Thanks Derrel! There is a Nikkor 300mm f/4.5 ED-IF for $249 buy now... I may just do that. I have been still debating on the Sigma lenses only because I can get it for Minolta which will allow AF with the Sony adapter. So far I have been doing okay with MF though.


----------



## thercman (Nov 20, 2011)

Took this with my Nikon 200mm f/4 AI-s. 

edit: can't get the image to load


----------



## thereyougo! (Nov 20, 2011)

thercman said:


> Took this with my Nikon 200mm f/4 AI-s. edit: can't get the image to load


The attachment feature doesn't work on the forum you'll need to upload to Flickr or photobucket.

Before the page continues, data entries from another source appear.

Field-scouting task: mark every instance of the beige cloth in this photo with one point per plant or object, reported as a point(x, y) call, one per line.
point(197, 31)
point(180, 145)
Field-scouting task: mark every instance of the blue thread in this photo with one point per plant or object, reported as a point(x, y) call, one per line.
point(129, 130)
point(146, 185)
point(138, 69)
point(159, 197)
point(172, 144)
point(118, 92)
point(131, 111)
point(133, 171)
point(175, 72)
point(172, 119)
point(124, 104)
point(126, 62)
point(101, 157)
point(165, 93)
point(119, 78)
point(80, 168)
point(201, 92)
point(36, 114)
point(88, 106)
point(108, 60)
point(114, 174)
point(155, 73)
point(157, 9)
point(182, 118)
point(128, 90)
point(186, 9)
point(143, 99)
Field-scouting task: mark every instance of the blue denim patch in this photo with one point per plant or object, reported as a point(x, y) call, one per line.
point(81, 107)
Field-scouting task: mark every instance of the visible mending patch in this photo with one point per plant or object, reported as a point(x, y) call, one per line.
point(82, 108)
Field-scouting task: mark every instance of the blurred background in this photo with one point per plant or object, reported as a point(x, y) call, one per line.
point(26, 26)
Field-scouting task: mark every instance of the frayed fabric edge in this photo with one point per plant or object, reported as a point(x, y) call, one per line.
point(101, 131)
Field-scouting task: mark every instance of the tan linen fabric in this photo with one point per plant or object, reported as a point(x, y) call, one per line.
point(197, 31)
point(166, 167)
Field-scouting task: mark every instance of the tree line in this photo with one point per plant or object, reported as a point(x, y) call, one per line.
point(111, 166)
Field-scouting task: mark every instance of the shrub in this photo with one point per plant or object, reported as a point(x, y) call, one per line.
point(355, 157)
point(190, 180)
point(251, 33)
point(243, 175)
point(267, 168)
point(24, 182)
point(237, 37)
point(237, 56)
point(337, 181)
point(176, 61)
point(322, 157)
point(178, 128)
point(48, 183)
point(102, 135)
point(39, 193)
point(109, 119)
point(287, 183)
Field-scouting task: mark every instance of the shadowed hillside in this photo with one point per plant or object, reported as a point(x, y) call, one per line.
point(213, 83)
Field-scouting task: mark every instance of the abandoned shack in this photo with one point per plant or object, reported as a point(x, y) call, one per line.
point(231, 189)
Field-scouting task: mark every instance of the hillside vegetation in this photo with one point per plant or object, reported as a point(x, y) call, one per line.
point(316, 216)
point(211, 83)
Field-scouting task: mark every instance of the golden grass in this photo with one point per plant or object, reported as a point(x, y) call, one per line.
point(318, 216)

As the Sony is APS-C you'll get a bit of extra reach.


----------



## Overread (Nov 20, 2011)

The attach button indeed does not work, however the site gallery does function and is open to all members. 
Details of posting photos to the site can be found here: http://www.thephotoforum.com/forum/...forum-functions-pictoral-guide-using-tpf.html


----------



## dxqcanada (Nov 20, 2011)

The Nikon 300mm f/4.5 ED-IF will get you better images than the Sigma AF 400mm f/5.6 ... especially if the Sigma is not APO.
The Sigma 400mm f/5.6 APO is an OK lens ... it is a budget telephoto.


----------